Round the classification probabilities in the prediction vector
Increase entropy of the prediction vector
Modify (or add) the softmax layer and increase its normalizing temperature For a very large temperature, the output becomes almost uniform and independent of its input, thus leaking no information. So, there will be a tradeoff between utility and information leakage.

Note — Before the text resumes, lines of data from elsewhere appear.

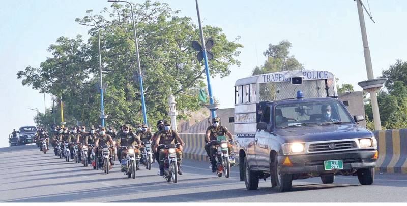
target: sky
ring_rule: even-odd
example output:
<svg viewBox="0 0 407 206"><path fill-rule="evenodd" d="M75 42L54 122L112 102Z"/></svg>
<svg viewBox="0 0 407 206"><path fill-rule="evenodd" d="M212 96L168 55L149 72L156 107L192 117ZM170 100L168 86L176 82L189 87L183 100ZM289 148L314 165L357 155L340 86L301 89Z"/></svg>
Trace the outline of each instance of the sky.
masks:
<svg viewBox="0 0 407 206"><path fill-rule="evenodd" d="M142 3L142 0L133 0ZM180 15L192 18L197 25L194 0L159 1L180 10ZM367 37L375 77L394 64L407 61L407 1L363 0L376 23L365 13ZM293 45L290 52L306 69L330 71L339 84L357 83L367 79L356 2L336 1L200 0L204 25L222 28L229 41L240 36L244 48L231 66L228 77L211 79L213 93L221 108L234 106L234 87L238 79L250 75L264 63L263 53L270 43L283 40ZM93 9L101 11L111 4L106 1L0 0L0 147L8 146L13 129L34 125L37 109L44 112L44 95L23 86L16 74L30 65L39 67L49 46L61 36L86 38L89 28L75 22ZM141 54L142 55L142 54ZM215 54L216 55L216 54ZM51 105L45 95L45 106Z"/></svg>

Use regularization to overcome overfitting
From the evaluation stage, the authors have found that overfitting is an important factor in information leakage of machine learning models, although it’s not the only one.
In the realm of Machine Learning, overfitting in itself is a canonical problem that limits the predictive power of the model.

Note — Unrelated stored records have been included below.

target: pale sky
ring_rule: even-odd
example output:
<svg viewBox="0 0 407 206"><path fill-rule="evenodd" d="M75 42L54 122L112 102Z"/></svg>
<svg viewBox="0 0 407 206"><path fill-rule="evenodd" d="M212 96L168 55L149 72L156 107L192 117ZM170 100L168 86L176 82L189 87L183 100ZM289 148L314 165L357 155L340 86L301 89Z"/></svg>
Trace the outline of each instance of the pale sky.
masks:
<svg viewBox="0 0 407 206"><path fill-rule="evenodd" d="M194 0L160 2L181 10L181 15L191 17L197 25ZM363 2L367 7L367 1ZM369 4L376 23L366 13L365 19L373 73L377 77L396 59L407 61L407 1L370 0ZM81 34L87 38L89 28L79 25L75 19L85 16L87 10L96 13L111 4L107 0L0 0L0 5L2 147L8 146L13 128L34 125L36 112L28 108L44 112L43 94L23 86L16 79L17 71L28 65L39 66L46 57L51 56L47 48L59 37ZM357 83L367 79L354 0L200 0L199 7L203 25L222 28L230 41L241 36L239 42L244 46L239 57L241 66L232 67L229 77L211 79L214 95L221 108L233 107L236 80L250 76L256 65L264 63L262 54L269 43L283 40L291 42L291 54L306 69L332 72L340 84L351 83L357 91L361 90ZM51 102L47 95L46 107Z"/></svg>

So, if we can mitigate overfitting we are not only inreasing the accuracy of the model, but also tackling the information leakage problem. Thus, instead of considering tradeoffs between privacy and utility, we can now improve both.
Differential Privacy
By definition, differential privacy based training is immune to membership inference attacks. But that may significantly reduce the model’s accuracy.
This work proposed a novel technique called Shadow Training to attack machine learning models to infer memberships.
Through the extensive experiments and evaluations, it proivided us with a good understanding on how machine learning models leak information about their training datasets and how different factors contribute to that.
Moreover, the authors suggested some mitigation strategies, have implemented and evaluated those strategies. Although they found the validity of the mitigation strategies, it was not enough to fully prevent membership inference attacks.
Which in turn, solidified the privacy implications that they addressed on their work.